The comparison of mod1 and mod0 (no group differences) leads to the conclusion that mod1 fits the data significantly better than mod0. This also supports the conclusions of the MH tests, that some items showed bias between groups.
Let’s follow up this model comparison procedure by examining the odds ratios and significance levels for the item by group interactions in mod1
# Getting coefficients for item bias from mod1
temp <- as.data.frame(summary(mod1)$coefficients)

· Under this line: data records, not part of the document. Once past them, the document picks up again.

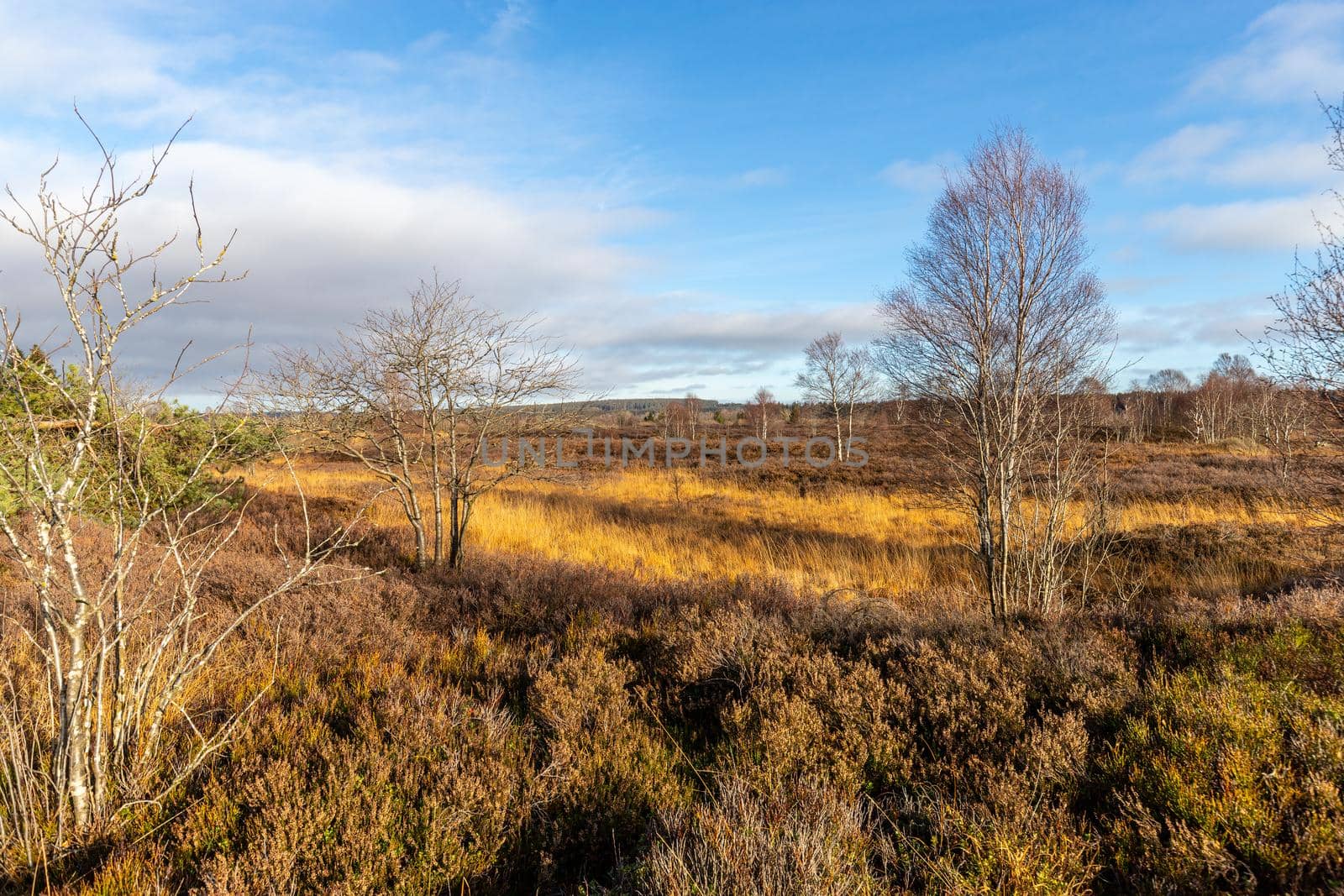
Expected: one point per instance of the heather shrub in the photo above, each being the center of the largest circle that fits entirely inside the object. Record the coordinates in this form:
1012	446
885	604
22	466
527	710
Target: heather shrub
958	846
1229	783
606	768
811	714
360	782
776	841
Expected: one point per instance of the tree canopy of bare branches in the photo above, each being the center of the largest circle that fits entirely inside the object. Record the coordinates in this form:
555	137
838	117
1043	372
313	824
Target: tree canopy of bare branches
998	327
418	394
839	379
107	634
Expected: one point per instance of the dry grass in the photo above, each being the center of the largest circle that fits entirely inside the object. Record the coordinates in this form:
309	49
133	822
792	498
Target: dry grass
689	526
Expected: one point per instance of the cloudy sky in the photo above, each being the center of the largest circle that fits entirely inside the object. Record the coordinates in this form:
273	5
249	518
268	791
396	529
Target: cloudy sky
687	194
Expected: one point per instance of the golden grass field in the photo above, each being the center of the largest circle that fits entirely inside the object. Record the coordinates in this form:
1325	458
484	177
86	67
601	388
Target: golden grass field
685	524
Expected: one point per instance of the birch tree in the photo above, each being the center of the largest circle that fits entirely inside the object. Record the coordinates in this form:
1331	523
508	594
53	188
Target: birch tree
837	379
107	633
998	325
417	394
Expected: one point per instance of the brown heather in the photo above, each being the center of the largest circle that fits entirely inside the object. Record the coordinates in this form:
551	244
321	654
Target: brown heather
535	726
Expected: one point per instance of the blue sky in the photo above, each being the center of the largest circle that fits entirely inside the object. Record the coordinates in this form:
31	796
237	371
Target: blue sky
687	192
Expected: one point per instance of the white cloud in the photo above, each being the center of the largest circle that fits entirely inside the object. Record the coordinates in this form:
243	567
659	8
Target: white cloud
774	176
1285	163
1242	226
1292	53
1183	154
918	176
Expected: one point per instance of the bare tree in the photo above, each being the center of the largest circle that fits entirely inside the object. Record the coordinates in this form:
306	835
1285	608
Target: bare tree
107	636
999	324
417	396
694	407
839	379
759	409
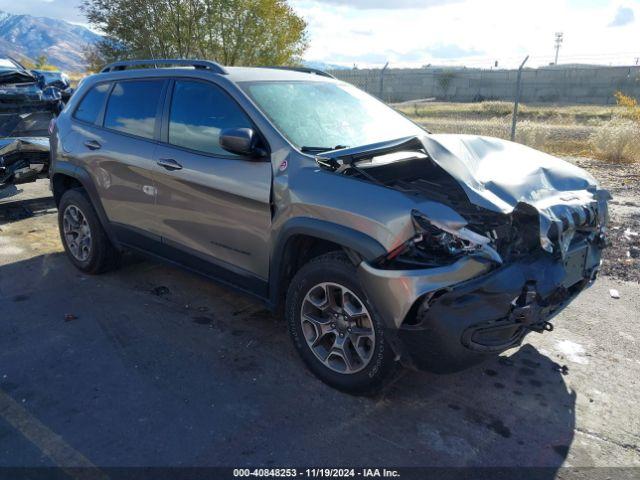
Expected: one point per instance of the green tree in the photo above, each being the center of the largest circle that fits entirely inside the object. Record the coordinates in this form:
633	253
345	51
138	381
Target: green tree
233	32
93	58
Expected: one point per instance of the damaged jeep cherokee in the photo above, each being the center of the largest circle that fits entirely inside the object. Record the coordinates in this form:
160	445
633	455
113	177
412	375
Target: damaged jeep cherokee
382	243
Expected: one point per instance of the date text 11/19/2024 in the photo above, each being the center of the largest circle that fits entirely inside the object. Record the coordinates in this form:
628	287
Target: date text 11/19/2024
316	473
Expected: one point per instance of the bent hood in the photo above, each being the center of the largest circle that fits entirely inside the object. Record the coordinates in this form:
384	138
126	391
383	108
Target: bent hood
500	175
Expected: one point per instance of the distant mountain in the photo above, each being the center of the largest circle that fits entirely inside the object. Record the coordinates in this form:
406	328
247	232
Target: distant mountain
28	36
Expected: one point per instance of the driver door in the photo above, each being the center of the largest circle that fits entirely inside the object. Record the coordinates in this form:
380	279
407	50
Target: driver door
211	205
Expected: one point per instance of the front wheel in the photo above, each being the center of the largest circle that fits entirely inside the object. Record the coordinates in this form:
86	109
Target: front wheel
335	328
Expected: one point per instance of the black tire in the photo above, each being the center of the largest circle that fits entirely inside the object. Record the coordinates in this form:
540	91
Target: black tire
101	256
335	267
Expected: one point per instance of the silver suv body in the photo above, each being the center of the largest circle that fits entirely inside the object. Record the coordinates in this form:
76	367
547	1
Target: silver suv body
382	242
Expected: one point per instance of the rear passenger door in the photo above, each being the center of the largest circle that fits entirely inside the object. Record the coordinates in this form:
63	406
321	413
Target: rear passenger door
212	204
120	157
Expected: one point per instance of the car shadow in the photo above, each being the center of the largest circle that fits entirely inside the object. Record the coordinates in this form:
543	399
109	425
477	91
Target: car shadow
514	410
210	378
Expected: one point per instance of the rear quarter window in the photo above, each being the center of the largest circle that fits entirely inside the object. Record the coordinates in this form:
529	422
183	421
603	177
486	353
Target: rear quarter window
199	112
91	104
133	107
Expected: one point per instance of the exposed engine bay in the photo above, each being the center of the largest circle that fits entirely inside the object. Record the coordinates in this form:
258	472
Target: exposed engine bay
29	100
515	200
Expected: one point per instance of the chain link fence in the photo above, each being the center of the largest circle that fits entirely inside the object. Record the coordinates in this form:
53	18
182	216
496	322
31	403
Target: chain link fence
565	85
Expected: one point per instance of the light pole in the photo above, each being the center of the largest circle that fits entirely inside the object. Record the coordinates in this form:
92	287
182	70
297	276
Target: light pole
514	117
559	40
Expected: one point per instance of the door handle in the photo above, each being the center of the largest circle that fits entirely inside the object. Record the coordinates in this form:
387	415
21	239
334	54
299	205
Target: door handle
169	164
92	145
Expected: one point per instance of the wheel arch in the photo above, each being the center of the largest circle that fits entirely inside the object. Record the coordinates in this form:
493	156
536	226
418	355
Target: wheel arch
67	176
302	239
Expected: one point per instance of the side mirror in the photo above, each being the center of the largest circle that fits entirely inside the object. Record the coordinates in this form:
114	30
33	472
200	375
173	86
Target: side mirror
241	141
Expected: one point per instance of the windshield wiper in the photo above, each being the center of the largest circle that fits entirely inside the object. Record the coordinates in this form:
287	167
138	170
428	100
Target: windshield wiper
322	149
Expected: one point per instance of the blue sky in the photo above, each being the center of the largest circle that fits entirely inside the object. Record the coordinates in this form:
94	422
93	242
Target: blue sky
412	33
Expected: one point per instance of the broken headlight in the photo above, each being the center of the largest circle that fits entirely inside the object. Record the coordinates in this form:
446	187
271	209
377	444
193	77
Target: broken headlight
436	245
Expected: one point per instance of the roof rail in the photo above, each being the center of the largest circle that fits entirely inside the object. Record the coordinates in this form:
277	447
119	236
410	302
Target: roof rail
314	71
197	64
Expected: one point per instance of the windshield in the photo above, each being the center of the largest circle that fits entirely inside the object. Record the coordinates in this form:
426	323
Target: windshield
324	115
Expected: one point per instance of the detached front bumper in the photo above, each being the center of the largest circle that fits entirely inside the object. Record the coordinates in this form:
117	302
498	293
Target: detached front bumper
449	318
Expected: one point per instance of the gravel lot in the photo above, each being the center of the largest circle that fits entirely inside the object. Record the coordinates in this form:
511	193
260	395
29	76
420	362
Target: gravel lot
152	366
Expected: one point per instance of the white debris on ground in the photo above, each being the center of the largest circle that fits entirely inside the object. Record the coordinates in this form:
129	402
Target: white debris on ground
574	352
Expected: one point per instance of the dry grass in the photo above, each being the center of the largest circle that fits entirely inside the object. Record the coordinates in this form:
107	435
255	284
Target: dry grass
604	132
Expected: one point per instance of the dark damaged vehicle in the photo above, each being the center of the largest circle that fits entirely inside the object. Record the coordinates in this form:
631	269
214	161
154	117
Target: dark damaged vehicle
27	106
382	243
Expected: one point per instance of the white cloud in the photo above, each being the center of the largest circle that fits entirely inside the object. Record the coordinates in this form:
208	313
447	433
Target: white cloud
61	9
386	4
624	16
471	32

mod1_bias <- temp[grep(":group", row.names(temp)), ]
# Computing odds ratios
mod1_bias$OR <- exp(mod1_bias$Estimate)
# BenjaminiâHochberg procedure for false discovery rate = 5%
mod1_bias$bias <- p.adjust(mod1_bias[,4], method = "BH") < .05
# Rounding for readability
mod1_bias[] <- lapply(mod1_bias, function(x) round(x, 3))
mod1_bias
## Estimate Std. Error z value Pr(>|z|) OR bias
## itemfm20:groupmale -0.345 0.745 -0.464 0.643 0.708 0
## itemfm21:groupmale 0.193 0.336 0.575 0.565 1.213 0
## itemfm22:groupmale 0.509 0.310 1.643 0.100 1.664 0
## itemfm23:groupmale 0.287 0.099 2.896 0.004 1.333 1
## itemfm24:groupmale -0.298 0.105 -2.851 0.004 0.742 1
## itemfm27:groupmale -0.011 0.175 -0.061 0.952 0.989 0
## itemfm28:groupmale -0.083 0.111 -0.743 0.457 0.921 0
## itemfm29:groupmale -0.035 0.092 -0.384 0.701 0.965 0
## itemfm30:groupmale 0.349 0.126 2.780 0.005 1.417 1
## itemfm32:groupmale -0.189 0.099 -1.915 0.055 0.828 0
## itemfm33:groupmale 0.099 0.116 0.855 0.393 1.104 0
## itemfm34:groupmale 0.587 0.128 4.597 0.000 1.799 1
## itemfm35:groupmale 0.754 0.189 3.997 0.000 2.126 1
## itemfm36:groupmale 0.626 0.124 5.041 0.000 1.869 1
## itemfm37:groupmale -0.157 0.097 -1.617 0.106 0.855 0
## itemfm38:groupmale -0.176 0.207 -0.847 0.397 0.839 0
## itemfm39:groupmale -0.139 0.114 -1.216 0.224 0.870 0
## itemfm40:groupmale -0.129 0.142 -0.907 0.364 0.879 0
## itemfm41:groupmale -0.131 0.176 -0.742 0.458 0.877 0
The logistic regression leads to the same substantive conclusions as the MH tests. All of the same items were identified as having bias, the direction of bias was the same, but the point estimates were larger overall.